This exercise builds upon previous exercise. Start by redefining murder to include rate and rank:
library(dplyr)
library(dslabs)
data(murders)
murders <- mutate(murders, rate=total/population*100000, rank=rank(-rate))
The dplyr function filter
is used to choose specific rows of
the data frame to keep. Unlike select
which is for columns, filter
is for rows.
# row(s) where the statename is "New York"
new_york <- filter(murders, state == "New York")
# rows where the statename is shorter than 10
short_states <- filter(murders, length(state) < 10)
# even rows
even_rows <- filter(murders, c(1:51)%%2==0)

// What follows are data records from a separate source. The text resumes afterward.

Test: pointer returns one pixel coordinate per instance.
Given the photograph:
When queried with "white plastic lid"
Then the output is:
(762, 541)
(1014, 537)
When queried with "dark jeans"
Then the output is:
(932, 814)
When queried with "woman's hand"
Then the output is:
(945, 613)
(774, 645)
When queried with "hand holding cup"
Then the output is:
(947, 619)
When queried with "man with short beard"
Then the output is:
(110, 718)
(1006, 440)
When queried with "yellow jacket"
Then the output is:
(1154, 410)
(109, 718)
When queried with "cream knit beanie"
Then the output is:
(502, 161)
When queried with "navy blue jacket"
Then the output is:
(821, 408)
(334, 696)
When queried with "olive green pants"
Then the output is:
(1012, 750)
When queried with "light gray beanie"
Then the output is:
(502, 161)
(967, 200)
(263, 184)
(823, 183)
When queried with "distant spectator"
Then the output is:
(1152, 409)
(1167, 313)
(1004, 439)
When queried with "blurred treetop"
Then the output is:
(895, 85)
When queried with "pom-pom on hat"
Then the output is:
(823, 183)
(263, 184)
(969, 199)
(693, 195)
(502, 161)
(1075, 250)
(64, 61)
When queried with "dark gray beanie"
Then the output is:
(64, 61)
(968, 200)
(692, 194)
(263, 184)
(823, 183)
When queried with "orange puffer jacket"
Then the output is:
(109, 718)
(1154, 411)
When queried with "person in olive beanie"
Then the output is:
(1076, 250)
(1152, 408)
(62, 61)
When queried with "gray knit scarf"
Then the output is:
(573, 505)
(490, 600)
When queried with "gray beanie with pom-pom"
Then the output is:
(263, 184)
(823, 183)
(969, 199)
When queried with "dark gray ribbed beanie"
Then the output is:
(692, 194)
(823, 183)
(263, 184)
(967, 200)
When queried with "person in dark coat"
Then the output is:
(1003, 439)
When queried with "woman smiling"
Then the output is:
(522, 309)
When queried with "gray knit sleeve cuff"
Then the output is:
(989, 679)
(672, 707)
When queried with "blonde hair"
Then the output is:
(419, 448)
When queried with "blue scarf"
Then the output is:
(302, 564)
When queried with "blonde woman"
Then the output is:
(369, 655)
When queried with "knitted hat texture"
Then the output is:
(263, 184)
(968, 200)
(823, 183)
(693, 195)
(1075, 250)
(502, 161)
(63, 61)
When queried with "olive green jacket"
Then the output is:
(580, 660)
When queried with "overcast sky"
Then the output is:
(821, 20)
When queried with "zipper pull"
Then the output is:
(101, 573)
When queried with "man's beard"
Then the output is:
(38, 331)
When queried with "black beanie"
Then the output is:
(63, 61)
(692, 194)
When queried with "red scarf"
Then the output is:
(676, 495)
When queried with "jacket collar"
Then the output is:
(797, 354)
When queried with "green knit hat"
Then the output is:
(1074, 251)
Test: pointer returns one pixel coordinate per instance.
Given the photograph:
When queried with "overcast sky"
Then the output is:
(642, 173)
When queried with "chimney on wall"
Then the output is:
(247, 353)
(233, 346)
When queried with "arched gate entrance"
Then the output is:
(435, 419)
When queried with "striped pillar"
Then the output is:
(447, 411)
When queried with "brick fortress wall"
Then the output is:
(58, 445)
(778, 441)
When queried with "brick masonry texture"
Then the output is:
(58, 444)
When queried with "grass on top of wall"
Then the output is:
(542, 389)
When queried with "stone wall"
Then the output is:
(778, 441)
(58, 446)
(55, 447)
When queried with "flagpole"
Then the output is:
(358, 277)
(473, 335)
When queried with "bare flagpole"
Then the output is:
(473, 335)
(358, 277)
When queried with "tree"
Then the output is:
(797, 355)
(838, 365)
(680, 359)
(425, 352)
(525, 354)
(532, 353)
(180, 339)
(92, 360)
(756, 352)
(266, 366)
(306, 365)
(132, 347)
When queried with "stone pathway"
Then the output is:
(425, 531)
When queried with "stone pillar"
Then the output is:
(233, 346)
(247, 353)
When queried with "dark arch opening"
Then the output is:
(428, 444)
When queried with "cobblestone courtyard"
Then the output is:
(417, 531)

# rows with population in millions larger than 11
odd_rows <- filter(murders, population/1000000 > 11)
We typically use variables from the dataframe to define the filter criterium, but you can use any logical vector with a length that is a divisor of the number of rows in the dataframe.
Let the examples above inspire you to solve the following questions:
Use filter
to show the entries with a murder rate lower then 1. Store your result in safe_cities
.
Create a new data frame called no_south
that removes states from the “South” region. You can use the !=
operator, which does the opposite of the ==
operator used in the first example.
We can also use %in%
to filter with dplyr. Create a new data frame called murders_ne_w
with only the states from the Northeast
and West
regions.
Hint
The dplyr
%in%
operator checks for each element in the first vector if this element is contained in the second vector, here is an example:c("Mango", "Apple", "Pears", "Banana", "Mango") %in% c("Mango", "Banana")
returnsc(TRUE, FALSE, FALSE, TRUE, TRUE)
. You can use the result of this operation as filter condition.